All the above can be done using Pig or Hive, Spark is just a little bit more powerful and popular.
For example, let’s say we want to take an RDD of integers as input and square them. All we do is use SparkContext (sc) object, parallelize the number to create a simple RDD that contains the value i.e. each row has one column.
myrdd = sc.parallelize([2,4,6,8,10])
squarerdd = myrdd.map(lambda x : x * x)
Second line above is saying take each input row from myrdd, call it x, and then return the value x2. This will output sequence 4, 16, 36, 64, 100 essentially squares of the input. Looks pretty trivial but the concept here is defining the function inline, taking the value as input, processing,
and outputting in the same line. We are inputting a lambda function as input to the map function of Spark. This is a simple example of functional programming i.e. we are defining functions that can transform inputs and specify them as arguments to other functions.
This dataset is quite small, but imagine extremely large dataset of similar nature as input, Spark can get us the output at lightning fast speed.
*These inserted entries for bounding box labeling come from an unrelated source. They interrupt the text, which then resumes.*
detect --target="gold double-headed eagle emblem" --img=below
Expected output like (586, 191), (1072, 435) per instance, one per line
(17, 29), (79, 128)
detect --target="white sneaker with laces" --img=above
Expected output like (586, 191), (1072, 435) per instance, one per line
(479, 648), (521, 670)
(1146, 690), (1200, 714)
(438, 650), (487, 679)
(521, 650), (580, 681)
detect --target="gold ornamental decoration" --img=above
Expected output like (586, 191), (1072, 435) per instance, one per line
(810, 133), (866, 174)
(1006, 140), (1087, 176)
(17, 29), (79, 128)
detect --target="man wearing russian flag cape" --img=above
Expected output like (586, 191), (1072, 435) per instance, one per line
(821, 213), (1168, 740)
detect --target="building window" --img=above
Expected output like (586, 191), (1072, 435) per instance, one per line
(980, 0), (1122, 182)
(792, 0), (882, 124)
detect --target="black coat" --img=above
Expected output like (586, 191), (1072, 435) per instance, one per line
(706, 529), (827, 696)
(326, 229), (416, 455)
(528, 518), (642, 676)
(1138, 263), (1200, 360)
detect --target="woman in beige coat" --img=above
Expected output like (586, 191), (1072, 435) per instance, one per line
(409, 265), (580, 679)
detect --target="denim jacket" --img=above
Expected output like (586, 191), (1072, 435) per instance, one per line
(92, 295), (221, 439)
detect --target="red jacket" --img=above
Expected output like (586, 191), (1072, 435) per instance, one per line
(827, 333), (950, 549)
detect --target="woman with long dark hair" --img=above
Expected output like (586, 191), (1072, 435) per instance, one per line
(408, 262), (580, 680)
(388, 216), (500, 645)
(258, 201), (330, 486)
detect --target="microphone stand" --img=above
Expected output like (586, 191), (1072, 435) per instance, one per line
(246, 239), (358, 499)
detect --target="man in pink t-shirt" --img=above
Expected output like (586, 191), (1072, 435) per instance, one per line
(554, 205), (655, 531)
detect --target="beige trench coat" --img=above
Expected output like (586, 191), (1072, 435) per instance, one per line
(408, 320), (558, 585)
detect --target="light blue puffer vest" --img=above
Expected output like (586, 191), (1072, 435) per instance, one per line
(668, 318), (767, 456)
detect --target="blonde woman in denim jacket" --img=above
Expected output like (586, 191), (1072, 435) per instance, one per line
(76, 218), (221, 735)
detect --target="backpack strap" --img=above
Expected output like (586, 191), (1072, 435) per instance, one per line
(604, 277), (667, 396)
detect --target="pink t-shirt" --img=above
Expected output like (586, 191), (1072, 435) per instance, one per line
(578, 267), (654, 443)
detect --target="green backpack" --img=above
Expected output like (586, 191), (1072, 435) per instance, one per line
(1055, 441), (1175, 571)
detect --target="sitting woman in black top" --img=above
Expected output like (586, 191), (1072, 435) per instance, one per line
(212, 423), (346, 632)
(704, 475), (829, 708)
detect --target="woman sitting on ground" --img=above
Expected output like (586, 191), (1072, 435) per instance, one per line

There are more things we can do with RDD essentially transform them into something else, for example, what if we want to reduce inputs ? These are called RDD actions. Here are few examples of RDD actions:
- collect : it will take all input of RDD and condense into a driver script as python object
- count: as name suggest, will give number of rows in the RDD
- countByValue: return tally by each unique value and count of those values
- take: this can return say top 10 results of RDD
- top : same idea as take, top few rows of an RDD (useful for debugging)
- reduce : allows to combine all the values associated with a unique key (similar to map reduce)
- There are more actions…
In Spark nothing actually happens unless one of the above actions is called upon an RDD. Before this, all Spark is doing is building a chain of dependency internal graph, but not taking any other action. Only when action is called, then Spark figures out the quickest graph through those dependencies and it is at that point it kicks off the job on a cluster. This could be confusing at first as we debug our program, but as we go along and call the actions, the nature of Spark becomes much clearer. This is one of the main reasons for the speed of Spark.